Майя зашла во дворец со стороны осени – этого огромного, высокого окна, символизирующего грустное, промозглое время года. И за ее спиной остался холодный дождь, серые низкие тучи, грязь дорог, прелые листья, налипшие на мокрый асфальт и влажный, пронизывающий до костей ветер. Она зашла сюда именно со стороны осени лишь для того, чтобы не видеть ее и, по-возможности, никогда больше не возвращаться в ее стылые мысли и ощущения. Хотя бы в своих медитациях… Все остальные окна – по бокам и прямо пред нею – символизировали остальные времена года: справа веяло жаром из просторного летнего окна, и нежные блики солнца щекотали Майе правую щеку, слева – свежестью весны и запахами едва распустившихся почек деревьев. А прямо перед ней – застыло невероятно большое окно с зимой. Но оттуда не залетали снежинки, и холодные вихри словно замерли, как в приостановленном кинопросмотре. Там, среди вольных просторов укрытых снегом лесов и полей, искрящихся мириадами драгоценных природных кристаллов зимы, было очень спокойно и сказочно. Значит, задумалась девушка, не так уж и не мила была ей зима, как она говаривала временами себе и другим. Ассоциации детства оставили нежный, пушистый след в ее сердце – зима, все-таки, успела очаровать Майю-ребенка. Зима нисколько не пугала ее ни морозами, ни вьюгами. И вот это зимнее окно должно было остаться позади нее сейчас, как волшебный детский мир в качества тыла. Тыла, который никогда не обидит и не испугает… Посреди зала стояло высокое белое кресло-трон, в которое Майе надлежало присесть, чтобы повелевать. Приближаясь довольно неспешно к сему резному белоснежному совершенству, инкрустированному драгоценными камнями пастельных цветов, она только сейчас увидела толпу людей, ожидающих ее вокруг трона – мужчины и женщины, модные, нарядные, с изысканными прическами и макияжем, точно собрались на костюмированный бал.

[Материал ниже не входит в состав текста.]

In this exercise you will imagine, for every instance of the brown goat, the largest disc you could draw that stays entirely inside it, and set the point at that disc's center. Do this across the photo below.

Они стояли молча и, казалось, едва дыша. Но, возможно, их дыхание было совершенно обычным, просто Майя вообразила себе не весть знает что: это, все-таки, медитация, а не жизнь. Медитация, а не болезненная фантазия…, хотя кто знает, что людям в голову может прийти, пока они движутся в мире своих видений – все дальше и глубже. Чем ближе Майя подходила к трону, не ощущая звуков шагов своих, тем больше и удивлялась и не удивлялась: теперь фигуры людей двигались в такт причудливому танцу: как марионетки, они то неуклюже сгибались в членах, то выпрямлялись, то – замирали и оставались какое-то время в таком положении неподвижны. Но их лица не были застывшими, мертвыми масками. Они излучали живой интерес и… удивление. Они ожидали ее, поняла девушка. Ждали, как недостающий пазл из картины собственной жизни. И теперь, уже в купе с нею, они смогут почувствовать вкус своего бытия и сдвинуться с места, перестав походить на марионеток. Марионеток собственной жизни – тех, кого они сделали из себя сами собственной трусостью принимать решения и совершать поступки. Но, на их счастье, к ним уже приближалась Майя. И совсем скоро, воцарившись над этой странной толпой кукло-людей, над четырьмя сторонами света и временами года, она даст смысл всему живому и неживому пространству вокруг. И себе, в том числе…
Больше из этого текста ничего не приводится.